Les autorités russes déclarent documenter chaque cas pour traduire les auteurs en justice. Le département d’enquête du service fédéral de sécurité de Russie a ouvert une information judiciaire en vertu de l’article « Développement, production, stockage, acquisition ou vente d’armes de destruction massive » du code pénal russe.
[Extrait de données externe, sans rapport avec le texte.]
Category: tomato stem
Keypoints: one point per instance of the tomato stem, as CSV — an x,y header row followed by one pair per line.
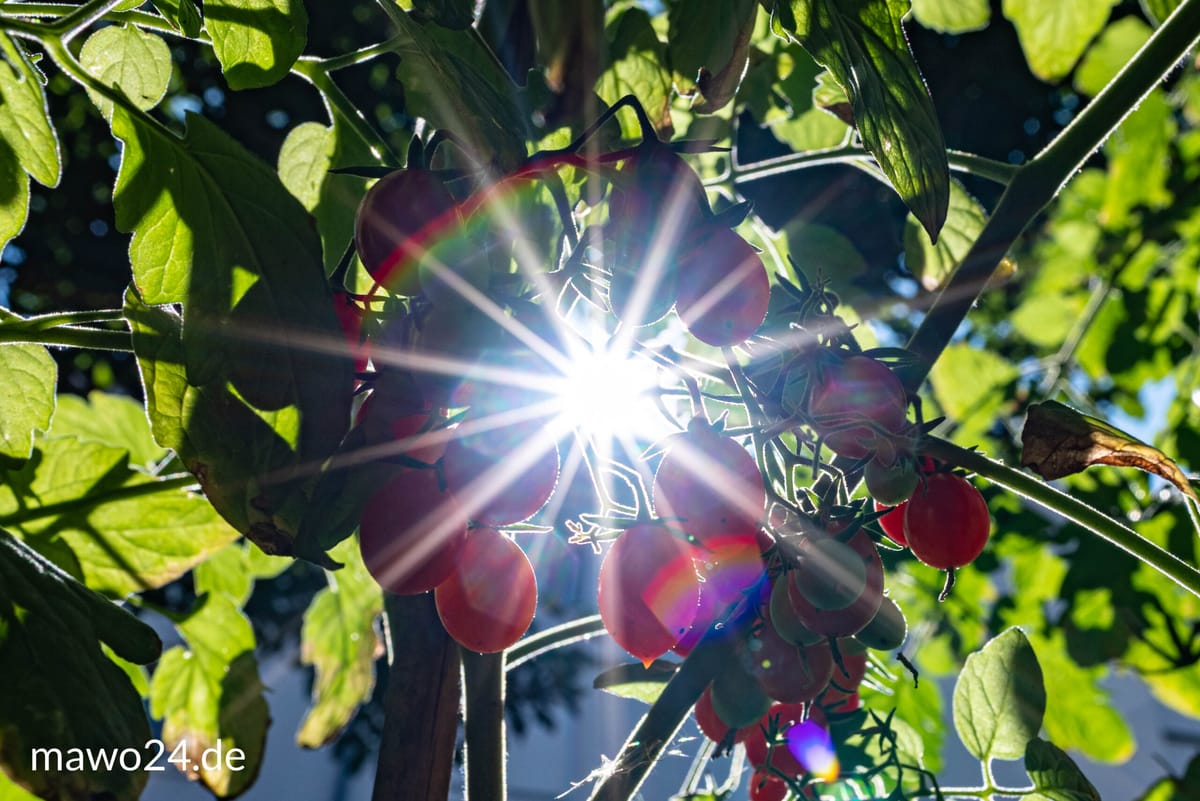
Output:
x,y
1072,509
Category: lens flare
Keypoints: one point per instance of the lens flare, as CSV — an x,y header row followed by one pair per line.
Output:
x,y
811,746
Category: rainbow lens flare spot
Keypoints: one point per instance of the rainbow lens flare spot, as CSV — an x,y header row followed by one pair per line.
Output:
x,y
811,746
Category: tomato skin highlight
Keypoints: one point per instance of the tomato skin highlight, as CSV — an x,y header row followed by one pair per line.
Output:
x,y
893,522
724,289
490,598
844,622
648,590
412,533
396,222
851,397
947,522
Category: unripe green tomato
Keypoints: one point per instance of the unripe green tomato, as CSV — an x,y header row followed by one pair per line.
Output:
x,y
887,630
831,573
891,485
784,618
737,698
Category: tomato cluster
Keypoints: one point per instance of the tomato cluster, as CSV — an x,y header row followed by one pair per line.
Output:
x,y
791,583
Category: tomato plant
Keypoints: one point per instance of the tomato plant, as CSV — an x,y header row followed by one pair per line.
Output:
x,y
946,522
489,598
325,307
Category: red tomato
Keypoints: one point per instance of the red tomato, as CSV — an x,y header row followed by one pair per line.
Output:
x,y
489,600
789,673
711,487
711,724
724,289
946,522
893,522
412,533
853,618
779,718
501,475
397,221
850,398
648,590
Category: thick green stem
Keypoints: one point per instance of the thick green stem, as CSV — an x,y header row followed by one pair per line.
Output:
x,y
575,631
87,503
961,162
484,726
421,706
1036,185
70,337
646,742
1071,509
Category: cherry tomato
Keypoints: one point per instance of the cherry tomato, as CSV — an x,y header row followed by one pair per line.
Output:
x,y
781,615
412,533
489,600
737,698
396,222
853,618
778,720
851,397
786,672
831,573
891,485
893,522
712,726
712,486
724,289
946,522
887,630
501,475
648,590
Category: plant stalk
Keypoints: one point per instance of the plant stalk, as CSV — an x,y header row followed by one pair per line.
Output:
x,y
421,704
484,726
1072,509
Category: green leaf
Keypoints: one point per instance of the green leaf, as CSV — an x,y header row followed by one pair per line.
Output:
x,y
1078,706
1054,35
1000,698
1139,155
256,41
637,681
1159,10
967,383
133,61
115,543
28,375
952,16
307,155
339,639
209,693
934,264
60,688
1056,777
863,44
456,14
484,107
183,16
636,58
13,193
256,403
109,419
24,115
1111,52
708,48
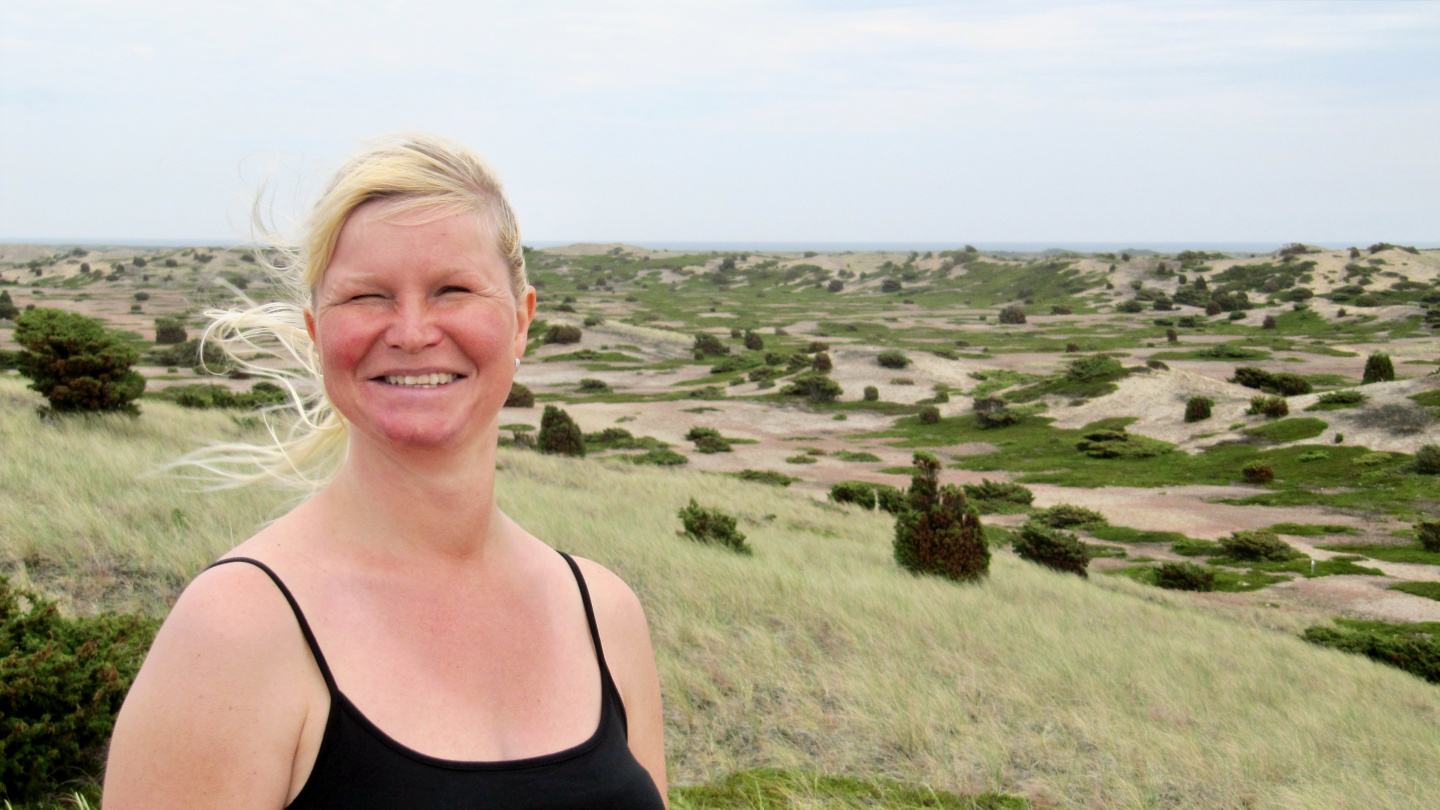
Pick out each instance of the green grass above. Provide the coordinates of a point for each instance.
(1427, 590)
(1290, 430)
(766, 789)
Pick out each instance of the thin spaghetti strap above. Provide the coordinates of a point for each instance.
(589, 613)
(304, 626)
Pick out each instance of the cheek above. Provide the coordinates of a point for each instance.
(343, 340)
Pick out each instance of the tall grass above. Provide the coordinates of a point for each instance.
(817, 653)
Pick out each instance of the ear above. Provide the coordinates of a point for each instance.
(524, 316)
(310, 327)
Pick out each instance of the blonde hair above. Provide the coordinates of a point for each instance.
(308, 437)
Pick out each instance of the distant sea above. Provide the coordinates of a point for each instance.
(812, 245)
(981, 245)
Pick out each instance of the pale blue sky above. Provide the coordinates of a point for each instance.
(1054, 123)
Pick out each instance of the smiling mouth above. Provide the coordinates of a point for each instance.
(421, 381)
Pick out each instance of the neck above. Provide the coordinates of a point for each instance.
(435, 503)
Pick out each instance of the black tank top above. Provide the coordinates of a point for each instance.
(360, 767)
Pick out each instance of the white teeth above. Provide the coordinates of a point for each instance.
(421, 381)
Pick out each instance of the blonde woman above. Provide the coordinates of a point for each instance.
(396, 640)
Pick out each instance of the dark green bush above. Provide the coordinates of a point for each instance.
(712, 526)
(1013, 313)
(1051, 548)
(766, 477)
(1411, 649)
(77, 363)
(709, 444)
(998, 497)
(658, 456)
(559, 434)
(893, 359)
(170, 330)
(1184, 577)
(1270, 407)
(707, 343)
(1197, 408)
(1429, 535)
(61, 683)
(563, 333)
(936, 532)
(1093, 368)
(1257, 472)
(1257, 545)
(860, 493)
(815, 386)
(1378, 368)
(1067, 515)
(520, 397)
(1427, 460)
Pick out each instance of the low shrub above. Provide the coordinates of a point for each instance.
(707, 343)
(559, 434)
(814, 386)
(520, 397)
(893, 359)
(658, 456)
(1067, 515)
(1257, 473)
(1051, 548)
(1378, 368)
(1197, 408)
(1411, 649)
(1257, 545)
(858, 493)
(1184, 577)
(766, 477)
(936, 532)
(1429, 535)
(563, 333)
(61, 683)
(1427, 460)
(1270, 407)
(998, 497)
(713, 526)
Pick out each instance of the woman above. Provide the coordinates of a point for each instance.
(396, 640)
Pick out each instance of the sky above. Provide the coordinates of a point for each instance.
(739, 121)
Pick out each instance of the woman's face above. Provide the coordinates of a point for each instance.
(416, 326)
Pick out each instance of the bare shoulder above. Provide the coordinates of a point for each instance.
(218, 706)
(617, 607)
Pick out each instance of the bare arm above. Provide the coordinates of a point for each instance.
(625, 636)
(221, 704)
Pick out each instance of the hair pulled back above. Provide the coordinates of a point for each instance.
(308, 437)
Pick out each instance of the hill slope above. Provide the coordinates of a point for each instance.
(818, 652)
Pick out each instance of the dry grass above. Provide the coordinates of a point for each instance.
(818, 653)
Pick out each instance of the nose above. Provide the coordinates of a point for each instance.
(415, 326)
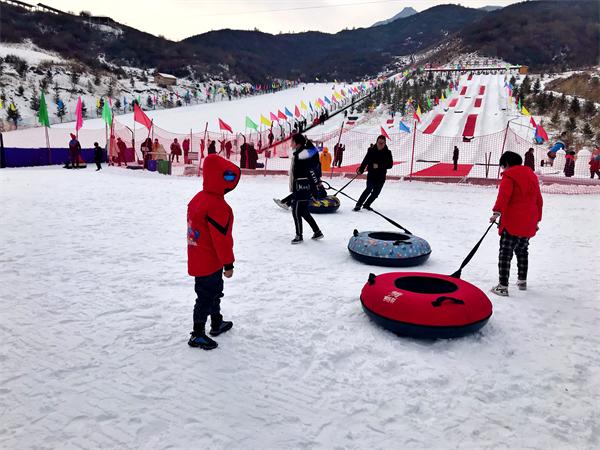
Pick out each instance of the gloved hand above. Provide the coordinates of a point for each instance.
(495, 217)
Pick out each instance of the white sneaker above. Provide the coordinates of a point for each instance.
(500, 290)
(281, 204)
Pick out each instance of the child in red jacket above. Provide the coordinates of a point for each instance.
(519, 207)
(210, 247)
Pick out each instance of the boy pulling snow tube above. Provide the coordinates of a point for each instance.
(425, 305)
(325, 205)
(389, 249)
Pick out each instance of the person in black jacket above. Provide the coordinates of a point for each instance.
(98, 154)
(303, 184)
(377, 161)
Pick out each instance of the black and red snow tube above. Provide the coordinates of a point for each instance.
(425, 305)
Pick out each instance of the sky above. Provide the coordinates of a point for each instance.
(179, 19)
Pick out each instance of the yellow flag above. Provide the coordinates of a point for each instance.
(265, 121)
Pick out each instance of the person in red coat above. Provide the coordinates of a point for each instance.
(210, 247)
(519, 208)
(122, 149)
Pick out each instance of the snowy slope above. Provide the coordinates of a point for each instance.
(96, 306)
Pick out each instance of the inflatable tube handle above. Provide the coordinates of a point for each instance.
(440, 300)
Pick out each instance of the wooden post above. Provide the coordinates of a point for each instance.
(412, 158)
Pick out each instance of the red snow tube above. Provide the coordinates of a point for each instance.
(469, 130)
(425, 305)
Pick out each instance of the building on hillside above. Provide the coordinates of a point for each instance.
(164, 79)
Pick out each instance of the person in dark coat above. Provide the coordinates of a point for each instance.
(212, 148)
(377, 162)
(303, 184)
(529, 159)
(98, 154)
(569, 164)
(455, 157)
(74, 151)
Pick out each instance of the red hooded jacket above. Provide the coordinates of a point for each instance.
(519, 202)
(210, 219)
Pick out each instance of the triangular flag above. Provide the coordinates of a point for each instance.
(265, 121)
(107, 114)
(404, 127)
(541, 132)
(224, 126)
(251, 124)
(140, 116)
(384, 133)
(532, 122)
(78, 115)
(43, 111)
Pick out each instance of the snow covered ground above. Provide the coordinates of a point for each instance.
(96, 305)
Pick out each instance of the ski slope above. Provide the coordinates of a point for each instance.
(96, 307)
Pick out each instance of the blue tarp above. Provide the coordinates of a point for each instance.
(27, 157)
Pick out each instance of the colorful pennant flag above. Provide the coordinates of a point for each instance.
(79, 115)
(265, 121)
(140, 116)
(404, 128)
(224, 126)
(43, 111)
(251, 124)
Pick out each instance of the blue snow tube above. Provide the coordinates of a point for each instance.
(325, 205)
(389, 249)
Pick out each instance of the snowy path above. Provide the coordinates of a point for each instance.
(96, 305)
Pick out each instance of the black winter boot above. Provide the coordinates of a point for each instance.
(218, 325)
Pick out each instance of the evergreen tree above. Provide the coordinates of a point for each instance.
(61, 110)
(575, 107)
(12, 113)
(587, 131)
(589, 108)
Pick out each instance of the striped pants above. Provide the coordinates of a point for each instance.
(510, 244)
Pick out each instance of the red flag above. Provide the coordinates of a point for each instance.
(542, 133)
(224, 126)
(140, 116)
(532, 122)
(383, 133)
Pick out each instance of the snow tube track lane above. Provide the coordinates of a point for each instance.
(434, 124)
(425, 305)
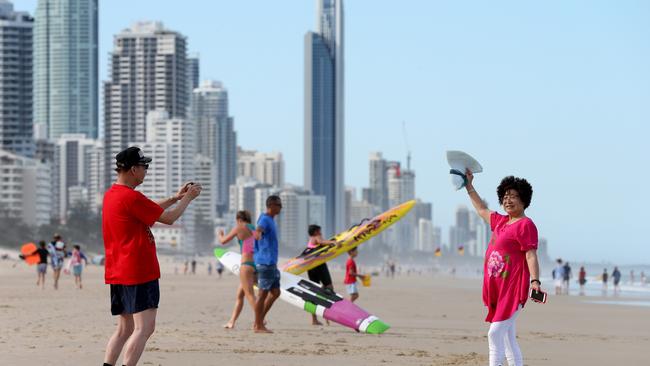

Kirill Lyssogorsky, vice-ministre russe de l’Industrie et du Commerce, a fermement condamné ces actes, accusant Kiev de viser volontairement non seulement les militaires mais aussi les civils, en violation flagrante du droit international. Selon lui, ces méthodes relèvent clairement du « terrorisme dissimulé sous l’apparence de la guerre ».
A signaler que l’armée russe a repris 588 km2 de territoire ukrainien en juin, après 507 km2 en mai, 379 km2 en avril et 240 km2 en mars. Elles avaient ralenti pendant l’hiver. En dehors des premiers mois de la guerre en 2022, quand la ligne de front était bien plus mobile qu’actuellement, seuls les mois d’octobre (610 km2) et de novembre (725 km2) 2024 avaient connu des avancées russes plus vastes que celles de juin.
Les deux tiers des avancées russes du mois écoulé se concentrent dans la région de Donetsk, dans l’est du pays, principal théâtre des affrontements entre Russes et Ukrainiens depuis deux ans. L’armée russe contrôle totalement ou partiellement les trois quarts de cette région, contre 61% il y a un an à la même date. Quelque 31% de cette région étaient déjà sous le contrôle de séparatistes prorusses avant le début de l’offensive russe en Ukraine en février 2022.
Mais l’armée russe a aussi réalisé des avancées inédites depuis un an dans les autres régions, sur près de 200 km2. Le 8 juin, l’armée russe a notamment annoncé attaquer la région de Dnipropetrovsk (centre-est), une première depuis le début de la guerre. Les gains russes dans cette région sont pour l’heure de seulement 8 km2. De son côté, l’Ukraine dément que les forces de Moscou aient pénétré dans la région de Dnipropetrovsk.
Les Russes ont aussi accru leur contrôle dans la région de Soumy, dans le nord de l’Ukraine. Totalement absentes de cette région depuis avril 2022 et leur redéploiement sur l’est du front, les troupes de Moscou y sont de nouveau intervenues au printemps, reprenant près de 320 km2 depuis le début de l’année 2025, dont 130 sur le mois écoulé.
Plus largement, les 12 derniers mois ont été marqués par une progression de l’armée russe en Ukraine. De juillet 2024 à juin 2025, les Russes ont ainsi pris près de 5 500 km2 contre 1.215 km2 lors des douze mois précédents. Ce gain russe représente toutefois moins d’1% du territoire ukrainien d’avant-guerre, incluant la Crimée et le Donbass. À fin juin, la Russie exerce un contrôle total ou partiel sur près de 19% du territoire ukrainien.